7. TECNOLOGIA INTRUSIVA
A resposta vietnamita à covid não dispensou a tecnologia. Com a doença no país há menos de dois meses, o Ministério da Saúde lançou a aplicação móvel (app) NCOVI, que ajuda a montar sistemas de vigilância de bairro: nela os cidadãos podem não só notificar diariamente o seu estado de saúde como fornecer informação sobre casos suspeitos nas suas áreas de residência. Esta app inclui um mapa dos casos detetados que permite que os utilizadores observem o movimento em tempo real de pessoas colocadas em quarentena. Sem valorizar as questões da privacidade, para muitos vietnamitas, os fins justificam os meios.
Pouco depois, a 15 de abril de 2020, foi lançada outra app, a Bluezone, que funciona através de bluetooth e notifica os utilizadores de uma possível exposição ao vírus a dois metros de distância. A Bluezone foi descarregada mais vezes do que apps populares como o Messenger e o TikTok.
8. COMUNICAÇÃO CLARA
O primeiro aviso do Ministério da Saúde à população sobre os perigos da doença foi feito a 9 de janeiro de 2020, quando ainda não tinha sido ainda detetado qualquer caso de covid-19 fora da China. Desde então o Governo de Hanói não mais parou de comunicar com o público, em espaços públicos, enviando sms, aproveitando as redes sociais (só o Facebook tem 64 milhões de utilizadores no Vietname) ou adaptando a letra de um popular tema musical vietnamita, agora intitulado “Ghen Co Vy” (Coronavírus Ciumento).

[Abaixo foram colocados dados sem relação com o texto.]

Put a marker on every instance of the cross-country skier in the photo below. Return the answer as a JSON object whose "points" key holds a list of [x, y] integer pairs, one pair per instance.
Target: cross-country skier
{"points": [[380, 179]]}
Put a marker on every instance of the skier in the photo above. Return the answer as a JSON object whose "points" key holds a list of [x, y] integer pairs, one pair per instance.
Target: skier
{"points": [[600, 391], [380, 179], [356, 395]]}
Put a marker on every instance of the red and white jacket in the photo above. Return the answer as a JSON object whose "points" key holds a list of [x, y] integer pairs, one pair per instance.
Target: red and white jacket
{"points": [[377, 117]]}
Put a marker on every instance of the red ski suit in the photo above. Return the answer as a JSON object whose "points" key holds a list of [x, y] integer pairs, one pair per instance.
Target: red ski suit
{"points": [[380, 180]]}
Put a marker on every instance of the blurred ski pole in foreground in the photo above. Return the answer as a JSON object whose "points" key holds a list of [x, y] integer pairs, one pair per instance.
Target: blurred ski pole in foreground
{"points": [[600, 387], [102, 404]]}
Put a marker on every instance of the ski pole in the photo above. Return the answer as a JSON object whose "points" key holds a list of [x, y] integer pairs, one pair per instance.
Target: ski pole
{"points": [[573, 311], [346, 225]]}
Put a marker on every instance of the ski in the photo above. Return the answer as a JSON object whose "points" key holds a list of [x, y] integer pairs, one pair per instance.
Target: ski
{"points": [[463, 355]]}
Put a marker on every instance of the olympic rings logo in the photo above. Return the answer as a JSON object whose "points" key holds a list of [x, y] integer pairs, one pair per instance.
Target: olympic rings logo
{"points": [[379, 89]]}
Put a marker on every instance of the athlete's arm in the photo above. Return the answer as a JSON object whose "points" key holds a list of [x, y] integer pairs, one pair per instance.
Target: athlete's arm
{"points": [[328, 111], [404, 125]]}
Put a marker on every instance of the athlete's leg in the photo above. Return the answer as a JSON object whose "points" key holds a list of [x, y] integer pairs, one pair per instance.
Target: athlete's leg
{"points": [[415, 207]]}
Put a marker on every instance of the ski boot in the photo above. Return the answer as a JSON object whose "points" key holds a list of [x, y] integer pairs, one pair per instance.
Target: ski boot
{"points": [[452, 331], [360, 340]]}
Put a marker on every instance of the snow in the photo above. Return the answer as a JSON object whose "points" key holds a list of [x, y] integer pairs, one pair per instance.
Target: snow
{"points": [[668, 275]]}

A comunicação frequente — sob o lema “Lutar contra a epidemia é como lutar contra o inimigo” — contribuiu para criar um espírito de comunidade em que cada cidadão se sente motivado a cumprir a sua parte, seja usando a máscara ou tolerando confinamentos.
“Cada cidadão é um soldado, cada casa, aldeia, área residencial é uma fortaleza na luta contra a pandemia.”
Nguyen Xuan Phuc
primeiro-ministro do Vietname
9. RAPIDEZ NA ATUAÇÃO
O Vietname não esperou pela confirmação do primeiro caso positivo dentro de portas para aplicar confinamentos e limitar a mobilidade de quem lá vive. As escolas foram encerradas quando apenas havia notícias de uma “grave pneumonia” na China. Por vezes, as autoridades associaram à rapidez decisões drásticas. Quando, a 25 de julho de 2020, foi detetado o primeiro caso de transmissão local no país, na estância turística de Da Nang, o local foi rapidamente evacuado, o que obrigou à transferência de 80 mil pessoas, a maioria turistas locais. Foi nesta cidade, a 31 de julho, que se registou a primeira vítima mortal no país.
10. GOVERNO AUTORITÁRIO
O regime de partido único e, consequentemente a ausência de oposição política, torna possível uma cadeia de comando única desde o Presidente Nguyen Phu Trong — simultaneamente secretário-geral do Partido Comunista — e a autoridade local na mais pequena aldeia do país. Num contexto de emergência pública, é a situação ideal para passar mensagens, mobilizar recursos, aplicar estratégias e punir, se for caso disso. Desde 14 de abril de 2020 que publicar, nas redes sociais, informação falsa ou distorcida, mentiras e calúnias passou a ser punido com multas. Para um país como o Vietname, que sente estar a travar mais uma guerra biológica, tudo vale para a vencer.